How do I find the complementary color of any color?
The complementary color is directly opposite on the color wheel, found by adding 180 degrees to the hue in HSL. For split-complementary, use plus and minus 150 degrees. Analogous colors are within plus or minus 30 degrees. Triadic colors are at 120-degree intervals. This converter displays the complementary color automatically in the results panel, and you can use the HSL values to calculate other color harmony schemes.
What is HSV and how does it differ from HSL?
HSV (Hue, Saturation, Value) and HSL (Hue, Saturation, Lightness) both use hue angle but handle brightness differently. In HSV, value represents maximum brightness, with saturation controlling white mixture. In HSL, lightness ranges from black (0%) through pure color (50%) to white (100%). HSV is common in color pickers like Adobe Photoshop, while HSL is standard in CSS. Use our number base converter to understand the hexadecimal math behind HEX codes.
How do I convert a HEX color code to RGB values?
Split the 6-character hex code into three pairs. Convert each pair from base-16 to base-10. For #1A56DB: 1A = 26 (Red), 56 = 86 (Green), DB = 219 (Blue), giving rgb(26, 86, 219). For shorthand 3-character hex codes like #F80, expand each character to a pair: #FF8800, then convert normally. This converter handles all conversions automatically and displays CSS-ready values you can copy directly into your code.
Why do colors look different on screen versus when printed?

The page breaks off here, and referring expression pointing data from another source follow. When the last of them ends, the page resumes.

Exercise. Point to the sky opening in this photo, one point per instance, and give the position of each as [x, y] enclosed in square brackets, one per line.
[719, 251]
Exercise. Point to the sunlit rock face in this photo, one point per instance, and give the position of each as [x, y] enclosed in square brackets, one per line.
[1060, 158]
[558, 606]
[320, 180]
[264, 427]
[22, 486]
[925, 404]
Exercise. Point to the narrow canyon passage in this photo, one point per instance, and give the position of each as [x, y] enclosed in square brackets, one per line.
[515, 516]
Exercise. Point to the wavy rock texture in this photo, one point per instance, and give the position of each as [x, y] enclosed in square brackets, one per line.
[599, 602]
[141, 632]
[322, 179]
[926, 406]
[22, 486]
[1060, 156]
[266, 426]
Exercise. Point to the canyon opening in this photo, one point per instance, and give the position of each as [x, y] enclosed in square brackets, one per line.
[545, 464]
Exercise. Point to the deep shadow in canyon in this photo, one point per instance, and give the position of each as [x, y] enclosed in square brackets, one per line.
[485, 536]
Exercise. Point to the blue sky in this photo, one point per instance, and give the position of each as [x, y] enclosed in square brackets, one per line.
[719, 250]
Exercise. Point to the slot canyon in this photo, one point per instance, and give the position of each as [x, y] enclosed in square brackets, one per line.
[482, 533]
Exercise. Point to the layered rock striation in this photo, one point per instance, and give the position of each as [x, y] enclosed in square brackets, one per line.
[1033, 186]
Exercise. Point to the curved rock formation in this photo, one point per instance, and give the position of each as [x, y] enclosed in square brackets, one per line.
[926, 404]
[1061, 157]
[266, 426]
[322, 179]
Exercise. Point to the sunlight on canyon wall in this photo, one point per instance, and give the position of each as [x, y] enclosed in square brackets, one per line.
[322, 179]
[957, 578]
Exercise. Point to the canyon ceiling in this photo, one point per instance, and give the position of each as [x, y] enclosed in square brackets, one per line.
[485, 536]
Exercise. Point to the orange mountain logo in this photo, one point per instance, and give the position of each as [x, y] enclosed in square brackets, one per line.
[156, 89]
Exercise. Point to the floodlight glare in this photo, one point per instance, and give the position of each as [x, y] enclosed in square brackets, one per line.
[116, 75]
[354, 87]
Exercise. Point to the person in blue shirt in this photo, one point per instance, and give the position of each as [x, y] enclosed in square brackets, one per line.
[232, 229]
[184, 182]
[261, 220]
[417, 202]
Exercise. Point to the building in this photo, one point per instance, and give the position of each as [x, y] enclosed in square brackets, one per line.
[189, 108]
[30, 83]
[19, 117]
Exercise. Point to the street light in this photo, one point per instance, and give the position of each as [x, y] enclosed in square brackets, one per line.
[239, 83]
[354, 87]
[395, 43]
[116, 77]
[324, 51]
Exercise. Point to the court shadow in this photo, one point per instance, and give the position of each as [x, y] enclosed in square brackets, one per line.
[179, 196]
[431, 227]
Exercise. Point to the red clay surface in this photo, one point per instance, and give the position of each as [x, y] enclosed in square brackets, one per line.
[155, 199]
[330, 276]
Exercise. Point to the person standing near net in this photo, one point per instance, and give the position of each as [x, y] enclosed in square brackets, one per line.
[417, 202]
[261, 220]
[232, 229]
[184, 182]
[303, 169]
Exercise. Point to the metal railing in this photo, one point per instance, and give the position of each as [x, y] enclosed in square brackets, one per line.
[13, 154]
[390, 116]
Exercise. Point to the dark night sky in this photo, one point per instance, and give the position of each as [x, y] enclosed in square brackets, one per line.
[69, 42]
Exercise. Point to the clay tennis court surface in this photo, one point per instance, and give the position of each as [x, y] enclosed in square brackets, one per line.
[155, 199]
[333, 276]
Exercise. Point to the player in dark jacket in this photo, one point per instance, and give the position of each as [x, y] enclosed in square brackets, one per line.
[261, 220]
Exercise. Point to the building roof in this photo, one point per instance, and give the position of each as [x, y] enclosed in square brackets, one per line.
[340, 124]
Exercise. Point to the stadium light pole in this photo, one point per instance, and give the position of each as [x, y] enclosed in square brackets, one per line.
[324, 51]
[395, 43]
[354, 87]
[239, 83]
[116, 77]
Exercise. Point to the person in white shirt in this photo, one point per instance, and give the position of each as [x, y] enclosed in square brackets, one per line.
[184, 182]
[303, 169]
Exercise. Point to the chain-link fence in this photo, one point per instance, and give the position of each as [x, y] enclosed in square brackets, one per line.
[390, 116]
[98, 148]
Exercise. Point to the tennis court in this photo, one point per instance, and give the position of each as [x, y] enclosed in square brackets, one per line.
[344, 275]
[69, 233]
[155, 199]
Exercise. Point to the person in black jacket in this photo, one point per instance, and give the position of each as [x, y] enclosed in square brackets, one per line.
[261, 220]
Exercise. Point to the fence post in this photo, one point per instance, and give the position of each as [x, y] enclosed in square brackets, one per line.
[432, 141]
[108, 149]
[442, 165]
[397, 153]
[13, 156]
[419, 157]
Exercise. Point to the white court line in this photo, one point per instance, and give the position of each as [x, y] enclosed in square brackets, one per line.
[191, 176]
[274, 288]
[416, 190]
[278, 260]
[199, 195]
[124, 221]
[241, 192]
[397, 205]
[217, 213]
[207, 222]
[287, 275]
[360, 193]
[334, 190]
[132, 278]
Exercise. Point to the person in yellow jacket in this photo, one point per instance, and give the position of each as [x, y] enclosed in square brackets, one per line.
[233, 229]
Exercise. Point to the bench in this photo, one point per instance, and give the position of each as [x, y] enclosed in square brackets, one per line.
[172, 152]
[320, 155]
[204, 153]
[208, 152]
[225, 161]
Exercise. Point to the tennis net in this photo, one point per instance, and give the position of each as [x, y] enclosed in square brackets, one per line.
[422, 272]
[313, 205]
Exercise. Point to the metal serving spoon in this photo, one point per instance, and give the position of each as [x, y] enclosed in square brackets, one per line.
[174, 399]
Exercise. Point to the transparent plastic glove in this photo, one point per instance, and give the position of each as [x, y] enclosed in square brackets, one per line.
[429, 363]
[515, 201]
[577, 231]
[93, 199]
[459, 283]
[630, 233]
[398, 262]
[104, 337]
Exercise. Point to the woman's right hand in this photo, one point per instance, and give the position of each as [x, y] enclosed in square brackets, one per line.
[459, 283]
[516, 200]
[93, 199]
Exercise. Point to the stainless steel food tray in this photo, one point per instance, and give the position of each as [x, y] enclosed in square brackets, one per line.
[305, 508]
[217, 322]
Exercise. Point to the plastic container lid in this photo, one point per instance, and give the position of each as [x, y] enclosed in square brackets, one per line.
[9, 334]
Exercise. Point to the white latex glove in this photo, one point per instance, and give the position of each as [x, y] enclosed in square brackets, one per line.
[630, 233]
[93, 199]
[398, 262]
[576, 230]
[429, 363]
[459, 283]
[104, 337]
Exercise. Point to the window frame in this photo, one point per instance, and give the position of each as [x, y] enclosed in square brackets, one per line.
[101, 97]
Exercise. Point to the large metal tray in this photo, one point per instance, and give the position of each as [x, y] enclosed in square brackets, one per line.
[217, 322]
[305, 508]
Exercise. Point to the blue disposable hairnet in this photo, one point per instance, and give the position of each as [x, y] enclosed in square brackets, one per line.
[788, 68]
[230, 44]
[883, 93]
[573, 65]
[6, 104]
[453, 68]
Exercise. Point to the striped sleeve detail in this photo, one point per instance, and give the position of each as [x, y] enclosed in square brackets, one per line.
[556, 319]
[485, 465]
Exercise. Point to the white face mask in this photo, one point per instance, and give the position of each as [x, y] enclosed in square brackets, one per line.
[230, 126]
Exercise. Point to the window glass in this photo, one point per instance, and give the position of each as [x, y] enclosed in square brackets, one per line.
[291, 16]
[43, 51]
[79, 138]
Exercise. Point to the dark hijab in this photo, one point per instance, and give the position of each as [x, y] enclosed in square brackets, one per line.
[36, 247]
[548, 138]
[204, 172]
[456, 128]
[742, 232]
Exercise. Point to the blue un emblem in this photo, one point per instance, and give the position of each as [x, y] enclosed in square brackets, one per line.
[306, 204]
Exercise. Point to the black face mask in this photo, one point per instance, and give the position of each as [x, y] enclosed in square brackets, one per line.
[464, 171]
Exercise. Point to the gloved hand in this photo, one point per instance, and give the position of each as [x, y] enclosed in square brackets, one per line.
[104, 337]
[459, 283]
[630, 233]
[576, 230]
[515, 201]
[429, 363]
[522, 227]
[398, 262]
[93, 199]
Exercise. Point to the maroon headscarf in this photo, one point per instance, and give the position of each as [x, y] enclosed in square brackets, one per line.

Screen and print use fundamentally different color models. Screens emit light using additive RGB, while printers use subtractive CMYK ink. The CMYK gamut is smaller, so vivid screen colors like neon green or electric blue cannot be reproduced in print. Monitor calibration, paper type, ink quality, and ambient lighting further affect appearance. For accurate matching, use ICC color profiles and request a printed proof before large print runs.